Semin Thromb Hemost 1997; 23(1): 17-22
DOI: 10.1055/s-2007-996065
Copyright © 1997 by Thieme Medical Publishers, Inc.

Monoclonal Antibodies against Heparin and Heparinoids

Günter Huhle, Job Harenberg, Reinhard Malsch, Dieter L. Heene
  • From the 1st Department of Medicine, Faculty of Clinical Medicine, Mannheim, University of Heidelberg, Mannheim, Germany.
Further Information

Publication History

Publication Date:
06 February 2008 (online)

Abstract

The antigenicity of glycosaminoglycans and galactosaminoglycans is very weak. Accordingly, only a few reports on the successful production of monoclonal antibodies against glycosaminoglycans and galactosaminoglycans have been published. Antibodies have been raised against the heparinlike compounds heparan sulfate,1,2 chondroitin sulfate,3 and keratan sulfate.4,5 The production of heparin antibodies was reported.6-8 But further analysis showed that the antibodies were not directed against native heparin but against heparin conjugates or chemically modified heparins.

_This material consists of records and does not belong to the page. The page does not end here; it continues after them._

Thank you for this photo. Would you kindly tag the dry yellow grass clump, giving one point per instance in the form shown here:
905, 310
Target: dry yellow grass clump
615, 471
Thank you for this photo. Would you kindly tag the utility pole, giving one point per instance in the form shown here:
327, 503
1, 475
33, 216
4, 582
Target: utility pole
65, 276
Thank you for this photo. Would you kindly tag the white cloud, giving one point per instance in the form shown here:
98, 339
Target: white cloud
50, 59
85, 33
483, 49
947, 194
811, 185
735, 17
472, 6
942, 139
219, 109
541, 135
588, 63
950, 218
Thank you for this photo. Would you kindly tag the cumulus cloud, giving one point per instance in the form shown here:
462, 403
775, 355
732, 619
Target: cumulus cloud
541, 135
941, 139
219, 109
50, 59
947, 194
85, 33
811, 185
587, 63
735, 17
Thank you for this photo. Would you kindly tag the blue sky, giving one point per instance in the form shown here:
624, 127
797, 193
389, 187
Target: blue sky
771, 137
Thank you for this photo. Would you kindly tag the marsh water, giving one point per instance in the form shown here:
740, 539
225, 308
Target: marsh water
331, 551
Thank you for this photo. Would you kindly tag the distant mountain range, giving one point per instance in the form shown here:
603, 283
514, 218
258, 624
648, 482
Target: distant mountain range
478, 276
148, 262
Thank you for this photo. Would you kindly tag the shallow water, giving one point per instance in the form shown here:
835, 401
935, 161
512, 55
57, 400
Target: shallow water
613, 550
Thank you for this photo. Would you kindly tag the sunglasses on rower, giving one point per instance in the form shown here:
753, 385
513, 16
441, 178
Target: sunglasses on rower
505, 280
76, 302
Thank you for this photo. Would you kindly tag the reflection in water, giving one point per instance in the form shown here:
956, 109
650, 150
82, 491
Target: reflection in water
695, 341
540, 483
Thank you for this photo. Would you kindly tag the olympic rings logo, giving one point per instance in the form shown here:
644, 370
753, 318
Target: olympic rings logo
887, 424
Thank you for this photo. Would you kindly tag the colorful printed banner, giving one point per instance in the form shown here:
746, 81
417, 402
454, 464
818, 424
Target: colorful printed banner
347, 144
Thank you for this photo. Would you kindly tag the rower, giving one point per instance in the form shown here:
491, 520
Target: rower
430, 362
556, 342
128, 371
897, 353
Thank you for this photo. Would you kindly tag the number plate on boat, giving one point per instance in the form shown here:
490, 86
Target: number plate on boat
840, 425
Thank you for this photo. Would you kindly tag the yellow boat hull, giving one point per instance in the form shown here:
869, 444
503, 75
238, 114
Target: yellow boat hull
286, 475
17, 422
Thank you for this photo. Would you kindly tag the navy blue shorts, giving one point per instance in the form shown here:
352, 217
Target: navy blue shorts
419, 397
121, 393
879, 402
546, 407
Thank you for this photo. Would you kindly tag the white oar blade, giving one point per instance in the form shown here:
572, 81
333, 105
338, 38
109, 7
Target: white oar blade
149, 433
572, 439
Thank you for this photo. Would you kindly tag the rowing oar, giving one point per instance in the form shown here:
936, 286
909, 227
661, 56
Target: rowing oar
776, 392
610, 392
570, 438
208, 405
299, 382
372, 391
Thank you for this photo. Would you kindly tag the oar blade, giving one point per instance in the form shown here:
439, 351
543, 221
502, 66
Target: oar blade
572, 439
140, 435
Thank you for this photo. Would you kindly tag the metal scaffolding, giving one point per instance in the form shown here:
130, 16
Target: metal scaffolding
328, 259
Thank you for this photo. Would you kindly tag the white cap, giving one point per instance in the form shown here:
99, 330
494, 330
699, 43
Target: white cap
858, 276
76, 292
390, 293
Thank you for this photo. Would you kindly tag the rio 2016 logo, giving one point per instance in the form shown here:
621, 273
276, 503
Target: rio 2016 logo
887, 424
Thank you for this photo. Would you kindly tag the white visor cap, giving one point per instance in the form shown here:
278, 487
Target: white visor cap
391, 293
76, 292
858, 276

After immunization with a heparin-bovine serum albumin conjugate, prepared by reductive amination, a monoclonal antibody against heparin and heparin fractions was obtained (Huhle et al: Semin Thromb Hemostas 20:193-204, 1995). For further analysis, tyramine, which was covalently bound to low-molecular-mass heparin (LMMH) by endpoint attachment (Malsch et al: Anal Biochem 217:255-264, 1994), was labeled with iodine-125 at the aryl residue. The tracer antibody complex was immunoprecipitated by goat anti-mouse immunoglobulin IgG. H1.18 recognized specifically intact heparin and heparin fractions. The lower detection limit for heparin preparations was 100 ng/mL. The H1.18 antibody was purified by ammonium sulfate precipitation. H1.18 remained biologically and functionally active after purification. The smallest disaccharide that was detected by H1.18 was found to be iduronic acid-anhydromannose, obtained by nitrous acid degradation of LMMH. Endpoint attachment of tyramine to anhydromannose did not modify the binding of the disaccharide to H1.18, indicating the importance of iduronic acid for binding of glycosaminoglycans to the antibody.